#fakenews makes sense if you understand that in today’s 24/7/365 “news” cycle, what we see every day is process and not output. It’s like watching a sporting event and cheering or condemning individual plays or calls by the officials that may or may not have anything to do with the final outcome.
News reporting today is like placing importance on who won an interim period – a particular inning, quarter or period – and ignoring the score at the end of the game, match or contest.
Saying the Citadel football squad beat the #1 Crimson Tide in the second quarter by the score of 10 to 3 is 100% true – but in the end, it was immaterial as the Tide won the other three quarters and the game by a score of 50 to 17.
News reporting is like football – you’ve got to play all 4 quarters to get the final result.
There is nothing really that unusual about the process today – in every investigation, there are nutty bits and pieces of information and false leads that take reporters down rabbit holes to dead ends and incorrect conclusions – the difference is that today, the lack of patience and the need for instant gratification causes this process to be made public before all the leads can be run to ground and arrival at a reasoned conclusion.

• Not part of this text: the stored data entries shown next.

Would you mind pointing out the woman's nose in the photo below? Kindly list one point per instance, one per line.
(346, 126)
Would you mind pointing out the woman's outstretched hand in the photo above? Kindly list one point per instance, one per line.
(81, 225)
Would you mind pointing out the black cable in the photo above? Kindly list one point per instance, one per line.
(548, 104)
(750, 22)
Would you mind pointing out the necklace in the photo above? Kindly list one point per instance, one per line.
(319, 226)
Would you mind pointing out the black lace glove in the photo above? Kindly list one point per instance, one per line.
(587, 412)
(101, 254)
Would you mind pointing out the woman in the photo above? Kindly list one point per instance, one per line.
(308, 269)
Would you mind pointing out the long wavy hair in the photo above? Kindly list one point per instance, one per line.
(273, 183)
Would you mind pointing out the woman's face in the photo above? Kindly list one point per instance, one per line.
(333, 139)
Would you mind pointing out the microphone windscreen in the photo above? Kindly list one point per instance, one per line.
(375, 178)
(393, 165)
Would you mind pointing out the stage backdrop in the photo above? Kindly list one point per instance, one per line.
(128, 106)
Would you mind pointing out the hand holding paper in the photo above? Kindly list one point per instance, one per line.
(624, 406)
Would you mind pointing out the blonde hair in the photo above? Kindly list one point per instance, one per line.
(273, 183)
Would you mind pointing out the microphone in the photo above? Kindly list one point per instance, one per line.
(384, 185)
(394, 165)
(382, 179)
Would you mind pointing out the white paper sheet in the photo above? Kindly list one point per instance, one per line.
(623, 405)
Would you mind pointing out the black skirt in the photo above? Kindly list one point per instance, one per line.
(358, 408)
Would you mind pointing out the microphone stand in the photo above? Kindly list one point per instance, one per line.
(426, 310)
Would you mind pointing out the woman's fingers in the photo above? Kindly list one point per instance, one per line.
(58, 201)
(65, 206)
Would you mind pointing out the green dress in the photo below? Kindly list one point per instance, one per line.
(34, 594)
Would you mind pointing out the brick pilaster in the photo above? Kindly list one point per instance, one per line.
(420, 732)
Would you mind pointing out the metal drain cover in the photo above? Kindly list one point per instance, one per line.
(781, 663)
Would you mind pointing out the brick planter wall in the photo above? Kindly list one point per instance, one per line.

We are witnessing the process of reporting – the sausage being made, not the output of reporting. The problem is that every day, there are steps in the process that advantage one side or the other and that is what becomes “news”…and the cacophony surrounding those daily assumptions often both tires out the observer and obscures the actual conclusion of the investigative process. It even tires out the investigator and the process is never completed. When this happens and the interim information stands as the conclusion, there’s your #fakenews.
Selectively taking the juicy bits and pieces out of the daily tripe pile also creates opportunity for mischief and allows bias to be passed off as objectivity. It’s why everybody knows the salacious details of certain situations but very few can tell you the final outcome. If it bleeds, it leads.
The worst things that ever happened to the quality of news and the integrity of reporters are the 24/7 news channels. Instead of enjoying a breakfast of facts, we are seeing the sausage of news being made – live and while we are trying to eat. It’s enough to make you sick.